Emin Güneş: Büyük Şeytanın Düşmanlarına Selam, Dostlarına Lanet Olsun!

Emin Güneş: Büyük Şeytanın Düşmanlarına Selam, Dostlarına Lanet Olsun!

Hürseda Haber.com yazarı Emin Güneş'in yazısını iktibas ediyoruz

Büyük Şeytanın Düşmanlarına Selam, Dostlarına Lanet Olsun!

Gazze’yi açlıkla boyun eğmeye zorlayan Siyonistlere karşı imkânları ölçüsünde denizden abluka uygulayan ümmetin en azizlerine selam olsun! Şeref, haysiyet, onur, erdem, fedakârlık ve benzeri insani bütün değerlerin doruğunda olan Allah’ın yardımcılarına selam olsun! Hakiki mücahitlere selam olsun!

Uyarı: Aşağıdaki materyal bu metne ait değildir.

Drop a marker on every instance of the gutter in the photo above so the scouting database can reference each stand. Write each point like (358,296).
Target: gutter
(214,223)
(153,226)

Peygamberlerini haksız yere katleden, defalarca Allah’a verdikleri ahitlerini bozan bu gün de ahitlerini paspas gibi çiğneyen, maymuna dönüştürülenlerin nesline lanet olsun!!!

Filistinli kardeşlerinin en temel ihtiyaçlarını ve her türlü yardımları engelleyen Siyonistlere verdikleri dört günlük sürenin sona ermesi ile deniz ablukası başlatan Yemenin mücahitleri bu kararı tam da çağın Firavunu sağa sola tehditler savururken, bazı ülkeleri doğrudan topraklarına katacağını söylerken, dünyadaki beğenmesek de uluslararası düzene meydan okuduğu bir dönmede aldılar. Bir yandan Büyük şeytan ve aveneleri geniş çaplı bir operasyona hazırlanırken İngiltere Ürdün’deki hava üslerini takviye ederken böyle bir karar almak gerçekten ancak Hüseyin’i bir kıyamla kıyaslanabilir. Demek ki Küresel emperyalizmin tehditleri zerre kadar bu mücahitler topluluğunu etkilememiştir.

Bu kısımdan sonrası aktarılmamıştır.